While China’s inflation accelerated to the fastest pace in 28 months in November, building the case for Premier Wen Jiabao to raise interest rates again, China instead ordered lenders to park more money with the central bank to counter the threat from inflation.


China Consumer Prices


Consumer prices rose a more-than-forecast 5.1 percent from a year earlier, a statistics bureau report showed in Beijing. Producer-price inflation was 6.1 percent, higher than any of 28 economists surveyed by Bloomberg News had estimated. Reserve requirements will increase 50 basis points starting Dec. 20, the People’s Bank of China said on its website on Dec. 10.


China’s decision to refrain from increasing interest rates and to order banks to set aside larger reserves instead will benefit stocks, Shanghai Huili’s He Zhen said. China’s “large” banks will be the “major beneficiary” of tighter liquidity and higher interest rates this year and in 2011, Deutsche Bank AG said.


The MSCI Asia Pacific Index climbed 10 percent this year through Dec. 10, compared with gains of 11 percent by the Standard & Poor’s 500 Index and 8.8 percent by the Stoxx Europe 600 Index. Shares in the Asian benchmark are valued at 14.7 times estimated earnings on average, compared with 14.5 times for the S&P 500 and 12.3 times for the Stoxx 600.


Westfield Group., the world’s largest owner of shopping centers, plunged 21 percent to A$9.87 in Sydney, posting the biggest decline on the MSCI Asia Pacific Index.

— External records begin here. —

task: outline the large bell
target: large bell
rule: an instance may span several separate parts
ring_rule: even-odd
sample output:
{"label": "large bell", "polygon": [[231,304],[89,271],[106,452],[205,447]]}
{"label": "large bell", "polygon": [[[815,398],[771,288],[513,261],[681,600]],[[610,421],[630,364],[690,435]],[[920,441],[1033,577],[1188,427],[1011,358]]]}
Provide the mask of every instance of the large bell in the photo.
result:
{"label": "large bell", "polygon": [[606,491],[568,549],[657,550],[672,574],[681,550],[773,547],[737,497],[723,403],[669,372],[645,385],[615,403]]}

Shares in Westfield Retail Trust, the Australia and New Zealand mall owner carved out of Westfield Group, began trading at noon Sydney time today after they were sold to investors at A$2.75 apiece. They opened at A$2.63 in Sydney. Existing Westfield Group holders received one Westfield Retail Trust share for each Westfield Group share they own.